Fragmenting Filaments and Evolving Cores -- Insights from Dust Polarisation Study of a filament in Northern Orion B

TL;DR

This study analyzes dust polarisation in a filament of the Orion B cloud, revealing magnetic field structures, core evolution, and field strength variations from starless to protostellar stages.

Contribution

It provides new insights into magnetic field properties and core evolution in a filament, using dust polarisation data and the Davis-Chandrasekhar-Fermi method.

Findings

Magnetic field strength varies from starless to protostellar cores.

Polarisation fraction decreases with increasing density.

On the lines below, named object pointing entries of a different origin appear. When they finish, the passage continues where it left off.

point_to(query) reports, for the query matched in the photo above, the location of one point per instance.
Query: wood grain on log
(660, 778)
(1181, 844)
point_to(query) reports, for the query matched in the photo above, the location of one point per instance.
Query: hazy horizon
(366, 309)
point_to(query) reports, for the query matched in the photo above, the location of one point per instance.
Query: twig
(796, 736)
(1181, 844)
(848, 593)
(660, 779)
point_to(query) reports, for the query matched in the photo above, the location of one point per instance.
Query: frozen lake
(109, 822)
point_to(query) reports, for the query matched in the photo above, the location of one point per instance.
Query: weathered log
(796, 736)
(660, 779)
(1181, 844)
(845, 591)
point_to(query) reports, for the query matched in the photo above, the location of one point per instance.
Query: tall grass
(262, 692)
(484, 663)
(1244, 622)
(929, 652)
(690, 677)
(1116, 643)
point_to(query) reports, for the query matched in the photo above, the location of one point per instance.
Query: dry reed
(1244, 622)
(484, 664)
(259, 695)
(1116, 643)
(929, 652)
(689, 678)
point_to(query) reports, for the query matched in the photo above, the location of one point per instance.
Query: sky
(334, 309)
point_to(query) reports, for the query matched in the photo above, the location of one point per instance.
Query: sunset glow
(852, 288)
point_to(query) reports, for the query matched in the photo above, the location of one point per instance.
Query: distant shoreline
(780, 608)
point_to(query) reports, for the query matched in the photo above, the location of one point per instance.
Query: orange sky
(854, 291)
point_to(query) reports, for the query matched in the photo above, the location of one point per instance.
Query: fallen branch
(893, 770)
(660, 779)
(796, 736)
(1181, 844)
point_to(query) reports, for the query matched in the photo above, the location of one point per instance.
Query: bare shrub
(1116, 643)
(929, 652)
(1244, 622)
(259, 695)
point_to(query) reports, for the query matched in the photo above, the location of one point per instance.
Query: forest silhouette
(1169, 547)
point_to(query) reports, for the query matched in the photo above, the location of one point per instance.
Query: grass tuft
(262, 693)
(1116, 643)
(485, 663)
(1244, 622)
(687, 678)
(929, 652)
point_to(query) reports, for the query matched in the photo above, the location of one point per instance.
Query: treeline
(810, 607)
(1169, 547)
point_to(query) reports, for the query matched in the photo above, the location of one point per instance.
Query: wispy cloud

Magnetic field orientation aligns with cores in protostellar phase.

Abstract

We present an analysis of polarised dust emission at 850 micron for a parsec long filament in the northern part of the Orion B molecular cloud. The region was observed by the JCMT SCUBA-2/POL-2 polarimeter. The filament has a line mass (~80 Msun/pc) larger than the critical (magnetic) line mass (~37 Msun/pc); and hosts one starless, three prestellar, and four protostellar cores, with masses in the range 0.13 to 9.13 Msun. The mean (debiased) polarisation fraction of the filament and core pixels was calculated to be 5.3+/-0.3% and 3.2+/-0.3%, respectively, likely reflecting their distinct physical conditions. The polarisation fraction for the cores does not depend on the type of core, and was found to decrease with increasing column density, varying from 6-11% at the filament edges to 1$^{+0.7}_{-0.1}$% in the denser parts ($N_{H2}\gtrsim$2x10$^{22}$cm$^{-2}$). Magnetic field orientation of the protostellar cores, in contrast to prestellar cores, appears to be relatively aligned with the magnetic field orientation of the local filament in this region. Using the Davis-Chandrasekhar-Fermi formalism the plane-of-sky magnetic field strength for the protostellar cores (~39-110 microG) was found to be higher than that of the prestellar cores (~22-61 microG); and weakest for the starless core (~6 microG). The average value for the filament was found to be ~31 microG. The magnetic field-volume density relation for the prestellar/starless cores and protostellar cores suggests a transition from weak field case to strong field case as the cores evolve from prestellar to protostellar phase.